Однако в шифровке от 10 января 1939 года Сталин напоминал: «При этом было указано, что физическое воздействие допускается как исключение, и притом в отношении лишь таких явных врагов народа, которые, используя гуманный метод допроса, нагло отказываются выдать заговорщиков, месяцами не дают показаний, стараются затормозить разоблачение оставшихся на воле заговорщиков, – следовательно, продолжают борьбу с Советской властью даже в тюрьме…»

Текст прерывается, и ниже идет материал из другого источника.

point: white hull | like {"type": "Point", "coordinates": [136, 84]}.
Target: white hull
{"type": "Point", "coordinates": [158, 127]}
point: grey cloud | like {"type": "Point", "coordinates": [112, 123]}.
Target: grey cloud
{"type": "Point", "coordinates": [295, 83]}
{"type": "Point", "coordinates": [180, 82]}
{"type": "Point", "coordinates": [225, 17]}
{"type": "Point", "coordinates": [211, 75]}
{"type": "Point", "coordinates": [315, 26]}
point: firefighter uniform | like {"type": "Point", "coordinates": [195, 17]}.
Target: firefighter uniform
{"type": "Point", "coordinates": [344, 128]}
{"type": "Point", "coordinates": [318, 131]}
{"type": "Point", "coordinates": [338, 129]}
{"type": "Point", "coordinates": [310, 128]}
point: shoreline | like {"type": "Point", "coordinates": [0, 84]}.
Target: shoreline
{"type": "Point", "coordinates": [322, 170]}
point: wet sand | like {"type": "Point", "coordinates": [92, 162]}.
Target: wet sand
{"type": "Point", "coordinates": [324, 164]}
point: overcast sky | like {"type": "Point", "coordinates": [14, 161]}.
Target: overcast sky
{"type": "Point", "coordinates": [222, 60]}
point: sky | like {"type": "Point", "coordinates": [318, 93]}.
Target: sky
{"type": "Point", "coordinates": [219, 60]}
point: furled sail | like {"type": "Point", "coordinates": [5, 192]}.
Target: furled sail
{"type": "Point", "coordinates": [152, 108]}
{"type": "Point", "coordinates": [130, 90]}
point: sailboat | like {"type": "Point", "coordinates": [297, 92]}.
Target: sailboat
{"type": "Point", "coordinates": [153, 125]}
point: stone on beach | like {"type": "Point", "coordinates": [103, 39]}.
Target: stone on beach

В той же шифровке Сталин отмечал, что этот метод намного ускорил дело разоблачения врагов народа, но при этом признавал, что «впоследствии, на практике, метод физического воздействия был загажен мерзавцами Заковским, Литвиным, Успенским и другими, ибо они превратили его из исключения в правило и стали применять его к случайно арестованным честным людям, за что они понесли должную кару…»

Впрочем, Сталин тут же предупреждал адресатов, что этим нисколько не опорочивается сам метод, если он правильно применяется на практике, и пояснял:

«Известно, что все буржуазные разведки применяют физическое воздействие в отношении представителей социалистического пролетариата… Спрашивается, почему социалистическая разведка должна быть более гуманной в отношении заядлых агентов буржуазии, заклятых врагов рабочего класса и колхозников».

В заключение Сталин вновь подчёркивал, что данный метод должен применяться в виде исключения, в отношении явных и не разоружающихся врагов.

Нельзя забывать, что Берия обратился к Сталину с просьбой о санкционировании методов физического воздействия и впредь в тот момент, когда НКВД Берии ещё лишь предстояло вскрытие многих сторон вполне реальной антигосударственной деятельности тех же Ежова, Фриновского, многих других троцкистов и правых и т. д.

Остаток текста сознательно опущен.